La falta de cultura de Defensa de la clase política extremeña es abrumadora. Rara vez se hacen declaraciones públicas, y cuando se hacen, normalmente con motivo de alguna celebración o de alguna audiencia entre autoridades, la falta de conocimientos es notoria.
Esa falta de cultura de Defensa se aprecia también, ¡y cuánto! en las relaciones institucionales ordinarias, en las que el protocolo es lo único que más acertadamente se lleva. Pero en cuanto a competencias y relaciones entre administraciones, el desconocimiento mutuo es evidente.
Y si los dirigentes políticos son ignaros en la materia, ¿cómo explicarán a los ciudadanos el despliegue en Afganistán? O como hace el PP, con qué facilidad, sin saber a lo que realmente se refieren ellos mismos, tratan de convencer a los ciudadanos que España está en guerra. Claro, que para que haya una guerra no explican contra quién estaría España en guerra, ni explican que la presencia española en Afganistán es dentro de una misión de la OTAN en cumplimiento de una resolución de la ONU, por cierto, prorrogada hoy mismo.

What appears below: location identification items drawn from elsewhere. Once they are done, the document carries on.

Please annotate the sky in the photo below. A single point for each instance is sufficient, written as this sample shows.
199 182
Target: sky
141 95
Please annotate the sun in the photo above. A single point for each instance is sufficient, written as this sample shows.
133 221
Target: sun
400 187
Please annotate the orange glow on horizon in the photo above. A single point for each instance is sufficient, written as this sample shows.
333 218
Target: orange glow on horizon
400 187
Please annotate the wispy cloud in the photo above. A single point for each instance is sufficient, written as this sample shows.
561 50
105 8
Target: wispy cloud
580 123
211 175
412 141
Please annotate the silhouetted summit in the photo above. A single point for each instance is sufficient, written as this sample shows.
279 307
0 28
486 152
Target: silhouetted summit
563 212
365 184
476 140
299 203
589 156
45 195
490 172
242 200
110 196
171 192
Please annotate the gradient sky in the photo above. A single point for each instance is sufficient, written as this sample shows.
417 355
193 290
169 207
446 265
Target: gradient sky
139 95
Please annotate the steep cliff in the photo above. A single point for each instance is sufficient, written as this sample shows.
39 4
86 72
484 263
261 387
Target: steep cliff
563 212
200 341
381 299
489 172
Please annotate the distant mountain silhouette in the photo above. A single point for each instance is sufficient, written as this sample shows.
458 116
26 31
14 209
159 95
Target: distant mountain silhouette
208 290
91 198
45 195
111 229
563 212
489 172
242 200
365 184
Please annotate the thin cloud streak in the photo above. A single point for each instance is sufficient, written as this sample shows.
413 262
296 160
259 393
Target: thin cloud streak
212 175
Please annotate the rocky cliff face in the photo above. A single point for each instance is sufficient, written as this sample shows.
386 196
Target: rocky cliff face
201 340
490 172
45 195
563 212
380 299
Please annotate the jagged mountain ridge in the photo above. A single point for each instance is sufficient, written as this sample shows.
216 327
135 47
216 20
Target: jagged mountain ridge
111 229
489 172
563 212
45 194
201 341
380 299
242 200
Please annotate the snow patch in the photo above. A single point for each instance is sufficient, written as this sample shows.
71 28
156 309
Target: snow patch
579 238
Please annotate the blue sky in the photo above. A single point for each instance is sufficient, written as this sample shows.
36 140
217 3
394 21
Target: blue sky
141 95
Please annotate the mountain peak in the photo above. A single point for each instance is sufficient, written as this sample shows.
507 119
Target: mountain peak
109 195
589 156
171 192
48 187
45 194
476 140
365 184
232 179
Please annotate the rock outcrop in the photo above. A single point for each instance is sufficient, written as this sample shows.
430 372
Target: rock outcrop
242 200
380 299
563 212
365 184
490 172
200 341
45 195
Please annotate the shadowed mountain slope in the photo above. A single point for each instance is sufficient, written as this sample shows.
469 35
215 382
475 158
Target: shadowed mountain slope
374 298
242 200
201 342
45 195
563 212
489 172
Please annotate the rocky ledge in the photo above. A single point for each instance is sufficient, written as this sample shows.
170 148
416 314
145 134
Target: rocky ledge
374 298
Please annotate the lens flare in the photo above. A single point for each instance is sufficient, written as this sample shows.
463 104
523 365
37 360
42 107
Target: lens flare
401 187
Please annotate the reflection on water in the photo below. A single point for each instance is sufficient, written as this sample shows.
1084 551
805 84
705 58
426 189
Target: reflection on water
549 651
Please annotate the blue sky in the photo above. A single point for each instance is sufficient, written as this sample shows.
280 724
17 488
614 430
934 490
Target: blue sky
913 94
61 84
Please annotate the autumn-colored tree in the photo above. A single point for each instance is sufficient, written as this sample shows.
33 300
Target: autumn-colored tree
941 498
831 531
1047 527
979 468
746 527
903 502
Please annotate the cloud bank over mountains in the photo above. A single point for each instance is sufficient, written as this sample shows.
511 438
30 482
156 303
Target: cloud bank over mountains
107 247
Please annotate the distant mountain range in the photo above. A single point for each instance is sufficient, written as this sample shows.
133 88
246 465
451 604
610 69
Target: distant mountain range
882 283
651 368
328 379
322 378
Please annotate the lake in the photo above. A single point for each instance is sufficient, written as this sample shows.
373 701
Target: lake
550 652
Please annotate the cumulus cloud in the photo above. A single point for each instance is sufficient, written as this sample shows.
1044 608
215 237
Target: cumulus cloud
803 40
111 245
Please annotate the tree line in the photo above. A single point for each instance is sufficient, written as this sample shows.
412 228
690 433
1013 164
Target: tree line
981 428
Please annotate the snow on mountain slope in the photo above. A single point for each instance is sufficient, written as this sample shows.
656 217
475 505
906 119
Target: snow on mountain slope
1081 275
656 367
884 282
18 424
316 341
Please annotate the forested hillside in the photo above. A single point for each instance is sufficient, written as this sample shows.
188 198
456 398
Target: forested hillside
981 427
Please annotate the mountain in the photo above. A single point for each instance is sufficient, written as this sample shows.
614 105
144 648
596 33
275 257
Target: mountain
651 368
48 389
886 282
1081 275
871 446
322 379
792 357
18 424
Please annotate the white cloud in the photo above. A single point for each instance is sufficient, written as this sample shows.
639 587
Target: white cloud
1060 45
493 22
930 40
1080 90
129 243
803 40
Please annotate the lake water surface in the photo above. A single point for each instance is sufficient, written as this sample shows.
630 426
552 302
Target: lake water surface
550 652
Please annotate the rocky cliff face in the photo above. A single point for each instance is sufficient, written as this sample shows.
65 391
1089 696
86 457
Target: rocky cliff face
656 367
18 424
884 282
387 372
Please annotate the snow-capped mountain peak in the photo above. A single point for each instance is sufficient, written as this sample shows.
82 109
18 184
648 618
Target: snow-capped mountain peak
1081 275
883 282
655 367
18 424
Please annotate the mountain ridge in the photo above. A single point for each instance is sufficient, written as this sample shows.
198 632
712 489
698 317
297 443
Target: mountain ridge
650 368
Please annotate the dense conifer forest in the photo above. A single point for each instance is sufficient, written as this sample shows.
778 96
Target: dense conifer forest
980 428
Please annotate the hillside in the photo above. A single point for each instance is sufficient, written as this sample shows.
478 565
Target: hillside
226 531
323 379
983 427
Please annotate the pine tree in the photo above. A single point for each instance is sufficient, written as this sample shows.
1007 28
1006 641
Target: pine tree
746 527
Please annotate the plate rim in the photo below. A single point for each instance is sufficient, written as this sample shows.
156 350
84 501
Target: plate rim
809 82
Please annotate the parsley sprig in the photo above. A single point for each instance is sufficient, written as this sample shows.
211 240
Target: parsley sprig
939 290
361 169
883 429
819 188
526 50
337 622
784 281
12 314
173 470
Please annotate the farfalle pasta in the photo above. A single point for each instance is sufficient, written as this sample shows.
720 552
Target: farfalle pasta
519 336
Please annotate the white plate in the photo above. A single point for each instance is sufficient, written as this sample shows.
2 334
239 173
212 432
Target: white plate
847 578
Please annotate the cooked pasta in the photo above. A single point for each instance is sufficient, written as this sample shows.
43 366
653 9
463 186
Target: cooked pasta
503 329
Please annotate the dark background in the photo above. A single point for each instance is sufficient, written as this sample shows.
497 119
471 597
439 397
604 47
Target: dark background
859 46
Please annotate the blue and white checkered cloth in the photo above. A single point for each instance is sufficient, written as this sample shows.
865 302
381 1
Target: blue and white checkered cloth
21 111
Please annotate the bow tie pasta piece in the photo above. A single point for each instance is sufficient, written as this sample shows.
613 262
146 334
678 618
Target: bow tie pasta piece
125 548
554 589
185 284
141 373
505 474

Entre los dirigentes que no saben de qué van los asuntos de la Defensa y no pueden explicarlo, y los que, con el mismo grado de desconocimiento solamente repiten como loros los argumentarios que les mandan, los ciudadanos terminan recurriendo a lo más fácil (no lo más sencillo) y pensando y diciendo que España está en guerra porque un cabo, el Cabo Cabello Santana, ha muerto en Afganistán.
El Cabo Cabello Santana ha muerto en Afganistán en el cumplimiento de una misión aprobada por la ONU y encomendada a la OTAN, y lo primero que hay que explicar, lo primero, es que la ONU no declara la guerra a ningún país, a ningún territorio, a ninguna etnia.
Vale.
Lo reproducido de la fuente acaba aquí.